Puerto Rico, also known as the Commonwealth of Puerto Rico, is a self-governing organized territory of the United States of America. This means that Puerto Ricans are citizens of the U.S. Approximately 3.3 million people live on the island but, due to rising problems, a larger mass exodus is occurring than in the 1950s. Here are 10 facts about poverty in Puerto Rico.
10 Facts about Poverty in Puerto Rico
- 43.5 percent of Puerto Ricans are living below the poverty line. This is more than double the amount of citizens living in Mississippi. The poverty level, as defined by the Health and Human Services in 2017, was $20,420 a year for a family of three, or $24,600 for a family of four. The median income of Puerto Rican households is a little over $19,000 per year.
- The unemployment rate of Puerto Ricans is 10.1 percent as of April 2017. The main reason for this is a lack of jobs and the slow rate of economic improvement.
- Puerto Rican youth from the ages of 16-24 have higher rates of non-participation in school and in work as opposed to other racial groups living in the United States. Youth without high school diplomas are three times more likely to be unemployed, underemployed or working for very low wages.
- Puerto Ricans have a higher risk of cancer, diabetes, alcohol consumption, asthma and infant mortality rates. Puerto Ricans have a 33.7 incidence rate per 1,000 counts while this rate is only 18.7 among non-Hispanic whites.
- Puerto Rico has had to close 184 public schools due to the economic crisis. In an effort to save millions of dollars, 27,000 students will have to relocate to a different school. When many children are frequently absent from school, usually they are impoverished, violence in the community can arise, there are high rates of diseases and these children have to deal with stresses such as caring for siblings. Enrollment in schools has declined by about 40 percent over the last decade.
- Poverty in Puerto Rico has also been affected by the large cuts to the healthcare industry in March 2017. Puerto Rico Medicaid and Medicare rates are about half of what other U.S. states get and nearly all that money is in danger of being exhausted.
- Puerto Rico’s drinking water system has been tested and found with elevated levels of bacteria and chemicals as of May 2017. The drinking water has also failed lead safety regulations.
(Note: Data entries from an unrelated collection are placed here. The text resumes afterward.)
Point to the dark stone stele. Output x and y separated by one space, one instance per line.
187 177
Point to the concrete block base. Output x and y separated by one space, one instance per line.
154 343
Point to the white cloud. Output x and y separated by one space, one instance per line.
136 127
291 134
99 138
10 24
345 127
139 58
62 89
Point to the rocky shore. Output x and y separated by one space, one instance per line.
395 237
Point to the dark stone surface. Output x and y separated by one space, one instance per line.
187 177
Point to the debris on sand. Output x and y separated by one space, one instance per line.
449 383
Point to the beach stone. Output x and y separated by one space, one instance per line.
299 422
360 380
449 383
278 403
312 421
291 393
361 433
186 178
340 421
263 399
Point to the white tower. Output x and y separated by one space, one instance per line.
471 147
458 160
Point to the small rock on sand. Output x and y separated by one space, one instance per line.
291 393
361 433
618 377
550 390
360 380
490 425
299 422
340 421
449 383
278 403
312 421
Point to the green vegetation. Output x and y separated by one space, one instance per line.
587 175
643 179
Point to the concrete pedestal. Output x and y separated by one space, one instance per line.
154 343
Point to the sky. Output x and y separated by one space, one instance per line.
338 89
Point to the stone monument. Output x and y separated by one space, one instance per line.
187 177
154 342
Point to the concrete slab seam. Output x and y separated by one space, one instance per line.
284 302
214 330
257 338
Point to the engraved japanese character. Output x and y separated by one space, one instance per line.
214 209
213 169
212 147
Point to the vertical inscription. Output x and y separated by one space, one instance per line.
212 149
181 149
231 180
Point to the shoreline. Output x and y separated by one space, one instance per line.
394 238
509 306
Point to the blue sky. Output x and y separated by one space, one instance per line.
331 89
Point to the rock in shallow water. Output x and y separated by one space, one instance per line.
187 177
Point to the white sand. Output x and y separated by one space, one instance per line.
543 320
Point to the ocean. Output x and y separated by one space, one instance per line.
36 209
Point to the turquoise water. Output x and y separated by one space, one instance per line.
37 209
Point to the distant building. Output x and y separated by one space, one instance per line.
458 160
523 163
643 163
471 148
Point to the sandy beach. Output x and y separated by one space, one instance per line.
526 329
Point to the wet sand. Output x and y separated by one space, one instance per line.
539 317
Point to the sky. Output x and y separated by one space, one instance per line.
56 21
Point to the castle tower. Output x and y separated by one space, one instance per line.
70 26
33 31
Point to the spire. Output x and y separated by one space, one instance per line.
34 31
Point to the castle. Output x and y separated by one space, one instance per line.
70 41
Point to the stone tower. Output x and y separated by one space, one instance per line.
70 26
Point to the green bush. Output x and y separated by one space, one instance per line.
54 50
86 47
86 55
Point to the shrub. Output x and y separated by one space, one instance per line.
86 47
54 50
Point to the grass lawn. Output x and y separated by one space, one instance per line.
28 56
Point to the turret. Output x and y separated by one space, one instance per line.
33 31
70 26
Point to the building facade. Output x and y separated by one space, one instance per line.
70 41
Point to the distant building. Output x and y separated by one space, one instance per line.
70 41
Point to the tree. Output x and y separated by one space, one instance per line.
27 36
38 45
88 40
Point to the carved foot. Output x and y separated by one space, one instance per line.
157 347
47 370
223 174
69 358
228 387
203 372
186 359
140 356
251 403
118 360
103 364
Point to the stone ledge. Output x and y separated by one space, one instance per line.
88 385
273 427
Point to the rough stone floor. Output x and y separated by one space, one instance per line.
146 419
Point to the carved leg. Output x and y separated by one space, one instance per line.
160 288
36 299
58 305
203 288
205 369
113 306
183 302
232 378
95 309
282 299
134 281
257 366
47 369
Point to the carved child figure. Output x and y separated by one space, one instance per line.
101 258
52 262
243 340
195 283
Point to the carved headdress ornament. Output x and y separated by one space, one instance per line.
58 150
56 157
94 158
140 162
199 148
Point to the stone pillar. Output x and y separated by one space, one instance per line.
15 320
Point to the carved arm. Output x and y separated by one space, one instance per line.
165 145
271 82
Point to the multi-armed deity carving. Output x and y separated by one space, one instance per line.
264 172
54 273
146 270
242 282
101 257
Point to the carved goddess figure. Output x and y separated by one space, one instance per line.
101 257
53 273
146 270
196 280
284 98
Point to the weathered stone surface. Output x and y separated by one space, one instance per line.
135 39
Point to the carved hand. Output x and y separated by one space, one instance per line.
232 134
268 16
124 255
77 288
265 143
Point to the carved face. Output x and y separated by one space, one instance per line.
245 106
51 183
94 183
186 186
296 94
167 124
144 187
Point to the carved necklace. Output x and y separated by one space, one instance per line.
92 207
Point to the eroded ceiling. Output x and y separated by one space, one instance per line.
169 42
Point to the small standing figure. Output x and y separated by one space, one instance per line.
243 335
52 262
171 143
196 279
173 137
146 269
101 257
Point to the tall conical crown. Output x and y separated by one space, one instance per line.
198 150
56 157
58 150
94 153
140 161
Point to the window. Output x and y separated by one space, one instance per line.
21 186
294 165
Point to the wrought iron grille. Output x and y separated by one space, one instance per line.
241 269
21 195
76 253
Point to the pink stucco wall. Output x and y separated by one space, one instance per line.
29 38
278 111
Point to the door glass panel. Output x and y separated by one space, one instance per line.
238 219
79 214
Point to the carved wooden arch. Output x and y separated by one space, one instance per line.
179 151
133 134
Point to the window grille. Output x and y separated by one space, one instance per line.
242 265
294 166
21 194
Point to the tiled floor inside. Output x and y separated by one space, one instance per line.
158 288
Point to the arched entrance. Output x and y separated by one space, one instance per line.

Meanwhile, 70 percent of the island is served by that same water. The government-run water utility company, while neglecting to conduct the required safety tests, routinely shows failing results for the safety tests they do conduct, according to a new NRDC report.
- Puerto Rico is unable to provide its citizens with effective support due to its crippling debt. The island has a debt of approximately 123 billion dollars.
- Population decline will hinder the island’s ability to recover and grow. As many Puerto Ricans leave the island, there will be fewer workers, which in turn leads to less productive capacity and lower consumer demand.
- 640,000 Puerto Ricans on the island receive food stamps.
These 10 facts about poverty in Puerto Rico might seem daunting. However, there have been many steps to help combat the issue on the island. Puerto Rico’s Governor Ricardo Rossello released a $9.6 billion spending plan to reduce the island’s debt, which can help relieve many of the issues stated above. There is speculation that The Jones Act will be repealed which means that it would improve the island’s maritime industry, adding new jobs and reducing costs of Puerto Ricans goods.
The 10 facts about poverty in Puerto Rico stem from the economic turmoil that the island has been experiencing. Once the island sees a rise in the economy and starts implementing positive strategies that spur growth, the poverty rate in Puerto Rico should start declining.